Credit: The Ohio State University

COLUMBUS, Ohio - Rising sea levels driven by climate change make for salty soil, and that is likely to force about 200,000 coastal farmers in Bangladesh inland as glaciers melt into the world's oceans, according to estimates from a new study.

Frequent flooding with salt water is already pushing farmers in Bangladesh to shift from growing rice to raising shrimp and other seafood, but not all coastal residents will be able to stay put and maintain their agricultural livelihoods, said study co-lead author Joyce Chen of The Ohio State University.

"Unfortunately, this is likely to be most challenging for those farming families who have the fewest resources to begin with," said Chen, an associate professor of agricultural, environmental and development economics.

The study appears in the journal Nature Climate Change.

Chen and her co-author, Valerie Mueller of Arizona State University and the International Food Policy Research Institute, pulled together a variety of socioeconomic, population, geographic and climate change data to create models that allowed them to estimate population shifts based on rising water encroaching on coastal farmland and subsequent increases in soil salinity. Salty soil impedes growth of rice and most other crops. It's the first study of its kind.

The researchers found that the farming potential lost with increased soil salinity is and will be a large driver of migration. The researchers estimated that a farm would be expected to lose 21 percent of its crop revenue each year when faced with moderate salt contamination.

In the next 120 years, coastal communities that are home to 1.3 billion people will be inundated with seawater, according to scientific forecasts. This puts about 40 percent of Bangladesh's agricultural fields in jeopardy and already, residents of coastal areas are experiencing frequent flooding from rising oceans and adapting to the new normal.

"Many farmers have already converted some of their operations to aquaculture, raising shrimp and fish that do well in brackish - or somewhat salty - water," Chen said.

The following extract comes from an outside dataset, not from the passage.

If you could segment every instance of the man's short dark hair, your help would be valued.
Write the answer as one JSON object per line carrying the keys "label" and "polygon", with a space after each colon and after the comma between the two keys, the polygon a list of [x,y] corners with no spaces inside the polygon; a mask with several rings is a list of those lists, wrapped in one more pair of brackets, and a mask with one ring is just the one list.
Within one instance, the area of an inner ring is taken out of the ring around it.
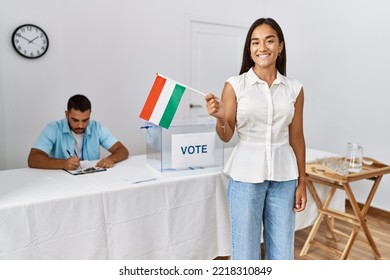
{"label": "man's short dark hair", "polygon": [[87,110],[91,110],[91,101],[89,99],[81,94],[73,95],[68,100],[68,112],[71,110],[77,110],[80,112],[85,112]]}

According to the study, as soil salinity moves from low to high, the share of agricultural revenue from shrimp and other seafood farming goes up almost 60 percent. Converting from rice to aquaculture isn't a simple or cheap endeavor, however, and many farmers can't afford to make the change on a large-scale level, Chen said.

The shift from rice to seafood also presents a challenge for those looking to curtail the encroaching seawater, because shrimp and other seafood farmers now need and want it to maintain their livelihoods. Balancing those competing interests is something policymakers must consider, Chen said.

Another interesting finding from the study: While internal migration will likely increase by about 25 percent, migration abroad is estimated to decrease by 66 percent as soil salinity increases, because the resulting aquaculture produces jobs that are likely to keep Bangladesh residents in the country, she said.

The rising sea level and increase in frequency of catastrophic storms inevitably will leave Bangladesh vulnerable to losing coastal land, which is expected to disappear at a rate of 10 to 18 millimeters per year, the study says.

"My concern is that the most vulnerable people will be the least resilient in the face of climate change, because they have limited resources to adapt their farming practices or to move longer distances in search of other employment," Chen said.

Mueller said policymakers would benefit from planning early for population shifts related to climate change.

"The Bangladesh study offers interesting insights for governments of countries facing similar imminent threats of sea level rise. As internal migration patterns are expected to shift in countries vulnerable to sea level rise, ministries of planning may benefit from developing economic strategies that integrate and even leverage the expected additional number of workers coming from vulnerable areas," she said.

Neighboring countries also should begin to think about policies to accommodate international migrants, Mueller said.

"Given the humanitarian nature of climate migrants, additional financial support from the international community may be necessary to foster resettlement programs."